Lab 3 Worksheet

Binomial Problems:

􏱋An XYZ cell phone is made from 55 components. Each component has a .002 probability of being defective. What is the probability that an XYZ cell phone will not work perfectly?

1. Frame this problem in terms of the binomial experiment conditions.

2. Use R to solve the problem:


In [1]:
p <- 0.002 ## probability of success.
ans <- 1-pbinom(q=0, size=55, prob=p)
round(ans, 3) ## just rounds the answer to 3 decimal places.


Out[1]:
0.104

On an assembly line of Acme Radio, the probability that a radio is defective is 1/15. If an inspector randomly checks 10 items, what is the probability that no more than 2 are defective?


In [2]:
p <- 1/15
n <- 10
## ---- finish the rest!

Normal Distribution:

Let's go ahead and derive some intuition for the normal distribution.
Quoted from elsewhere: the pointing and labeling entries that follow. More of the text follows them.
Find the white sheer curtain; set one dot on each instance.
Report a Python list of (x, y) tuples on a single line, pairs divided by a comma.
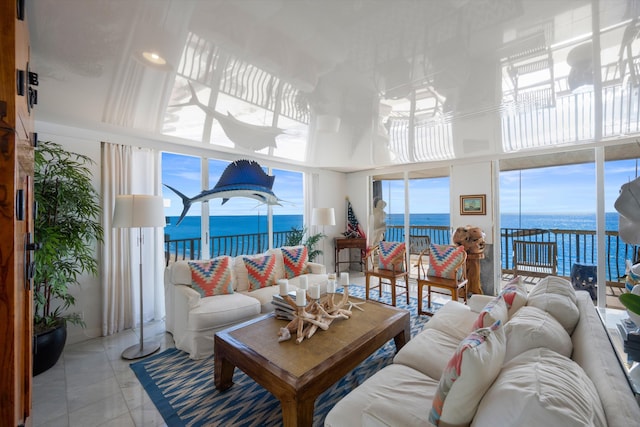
[(129, 170)]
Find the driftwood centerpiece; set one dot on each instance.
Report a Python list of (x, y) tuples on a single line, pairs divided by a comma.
[(308, 317)]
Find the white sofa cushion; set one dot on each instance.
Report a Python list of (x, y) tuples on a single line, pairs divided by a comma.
[(222, 310), (396, 386), (530, 328), (554, 285), (469, 373), (556, 296), (543, 388), (495, 311), (428, 352), (454, 318), (559, 306), (515, 295)]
If you don't care, skip down to the problems!

I want to go from

$$ f(x) = \frac{1}{\sqrt{2\pi\sigma^2}}exp\{-\frac{1}{2}\frac{(x-\mu)^2}{\sigma^2}\} $$

To something that makes sense to everyone.
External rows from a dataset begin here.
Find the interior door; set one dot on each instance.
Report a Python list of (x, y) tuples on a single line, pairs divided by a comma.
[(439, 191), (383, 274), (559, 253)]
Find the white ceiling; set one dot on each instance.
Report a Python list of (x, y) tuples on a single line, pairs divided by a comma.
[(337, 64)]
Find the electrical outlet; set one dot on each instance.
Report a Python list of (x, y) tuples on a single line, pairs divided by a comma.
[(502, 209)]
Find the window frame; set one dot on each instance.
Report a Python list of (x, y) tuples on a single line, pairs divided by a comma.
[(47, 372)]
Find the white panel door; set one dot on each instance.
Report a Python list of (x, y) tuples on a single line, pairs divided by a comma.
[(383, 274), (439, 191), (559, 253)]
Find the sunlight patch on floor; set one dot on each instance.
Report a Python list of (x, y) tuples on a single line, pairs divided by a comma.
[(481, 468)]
Let's first define distance. Distance metrics are measure of the distance between two points, so we want the following qualities for a distance function:

  1. $d(x,y) \geq 0$ for all $x,y$.
  2. $d(x,x) =0$

All distances are positive, so you can't have negative distance and the distance between something and itself is 0.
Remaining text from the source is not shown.